In May, I took some greenwood forsythia cuttings, dipped them in a hormone rooting powder and planted them in rooting mix. The mix was kept moist all year. I had thought they had rooted because they began to grow rapidly and the new shoots hardened off. In October the plants dropped their leaves, and by November they were dead. I dug them up and they had not rooted. There wasn't even a trace of root. What caused it to do this and how do I prevent it?

  • Oh - I have some Forsythia cuttings growing this year. I potted them last Autumn and overwintered in a cold frame. They appear to be growing well, but now I'm doubting! ;-) How do I check for root growth without disturbing them?

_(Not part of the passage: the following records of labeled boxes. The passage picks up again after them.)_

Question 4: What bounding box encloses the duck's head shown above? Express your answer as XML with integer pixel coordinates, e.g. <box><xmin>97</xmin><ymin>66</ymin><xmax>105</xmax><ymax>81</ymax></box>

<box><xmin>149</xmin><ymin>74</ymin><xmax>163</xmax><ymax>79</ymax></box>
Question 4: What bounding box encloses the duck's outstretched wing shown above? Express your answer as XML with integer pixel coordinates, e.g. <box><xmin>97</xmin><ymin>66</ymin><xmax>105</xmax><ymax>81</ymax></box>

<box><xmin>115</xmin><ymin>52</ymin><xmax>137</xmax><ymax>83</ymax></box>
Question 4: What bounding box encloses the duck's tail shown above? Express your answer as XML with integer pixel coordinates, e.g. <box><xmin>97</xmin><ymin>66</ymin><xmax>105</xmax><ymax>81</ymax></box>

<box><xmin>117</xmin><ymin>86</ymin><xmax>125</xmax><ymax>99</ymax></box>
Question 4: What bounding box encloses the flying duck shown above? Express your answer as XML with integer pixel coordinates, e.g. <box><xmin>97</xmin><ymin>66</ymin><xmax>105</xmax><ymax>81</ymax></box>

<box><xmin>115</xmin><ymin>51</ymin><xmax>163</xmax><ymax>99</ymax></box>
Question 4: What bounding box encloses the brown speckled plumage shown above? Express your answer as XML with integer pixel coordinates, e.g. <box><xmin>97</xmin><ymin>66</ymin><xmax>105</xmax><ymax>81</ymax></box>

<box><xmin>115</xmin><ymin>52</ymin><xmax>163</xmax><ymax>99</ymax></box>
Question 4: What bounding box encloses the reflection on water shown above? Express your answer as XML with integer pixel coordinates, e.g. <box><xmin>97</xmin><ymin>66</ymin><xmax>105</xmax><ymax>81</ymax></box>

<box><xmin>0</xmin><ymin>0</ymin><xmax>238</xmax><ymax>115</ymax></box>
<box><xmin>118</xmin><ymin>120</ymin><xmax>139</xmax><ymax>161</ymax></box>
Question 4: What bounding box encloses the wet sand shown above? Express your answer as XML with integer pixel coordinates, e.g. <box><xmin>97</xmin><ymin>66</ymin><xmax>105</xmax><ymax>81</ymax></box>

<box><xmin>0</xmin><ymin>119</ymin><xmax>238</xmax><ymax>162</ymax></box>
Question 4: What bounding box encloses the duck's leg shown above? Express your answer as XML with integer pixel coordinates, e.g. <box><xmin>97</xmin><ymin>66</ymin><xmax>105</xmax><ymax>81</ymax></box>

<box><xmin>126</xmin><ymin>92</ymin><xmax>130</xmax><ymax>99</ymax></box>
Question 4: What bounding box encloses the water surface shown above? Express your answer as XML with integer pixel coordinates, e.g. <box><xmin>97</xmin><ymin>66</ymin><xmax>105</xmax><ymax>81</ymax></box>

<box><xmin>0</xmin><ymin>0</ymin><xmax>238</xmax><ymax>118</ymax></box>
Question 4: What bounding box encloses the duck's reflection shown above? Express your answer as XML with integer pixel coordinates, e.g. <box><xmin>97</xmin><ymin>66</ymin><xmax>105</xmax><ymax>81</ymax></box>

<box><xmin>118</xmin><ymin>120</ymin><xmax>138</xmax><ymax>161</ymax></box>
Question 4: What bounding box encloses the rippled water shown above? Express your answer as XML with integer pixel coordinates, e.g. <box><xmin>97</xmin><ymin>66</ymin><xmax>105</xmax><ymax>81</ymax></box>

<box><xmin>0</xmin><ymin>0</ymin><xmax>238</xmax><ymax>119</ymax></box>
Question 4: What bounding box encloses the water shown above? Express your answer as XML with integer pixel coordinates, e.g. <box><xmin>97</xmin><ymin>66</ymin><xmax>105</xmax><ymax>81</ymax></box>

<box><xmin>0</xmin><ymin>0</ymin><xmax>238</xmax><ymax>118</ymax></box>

Apr 23, 2013 at 10:20
  • @MarkCooper How'd they turn out?
    – J. Musser
    Feb 7, 2015 at 0:22
  • They budded, and started to grow, but when I tried to pot them on - no roots either. They didn't last after that. Feb 9, 2015 at 8:40

1 Answer 1


I don't think the problem is forsythia specific - I've had the same experience with peach cuttings. The first time I tried it I took the cuttings at the wrong time of year (ie. a different unrelated problem), but the second time I took them at the right time and I had one success out of about half a dozen cuttings.

All of the failures in the second batch showed some leaves. Many were either too small (possible a problem specific to peaches where a cutting should be a minimum size); or with the larger cuttings when I dug them up, any roots had rotted away and the stem was beginning to rot. I believe this is your problem. The rot (or mold - rot is after all usually a kind of mold) is due to too much moisture. In your case you describe the mix as being moist all year - so it was probably too moist.

In my case I probably had more variability (outside, Texas, hand watering) - so it was probably too moist at a critical time.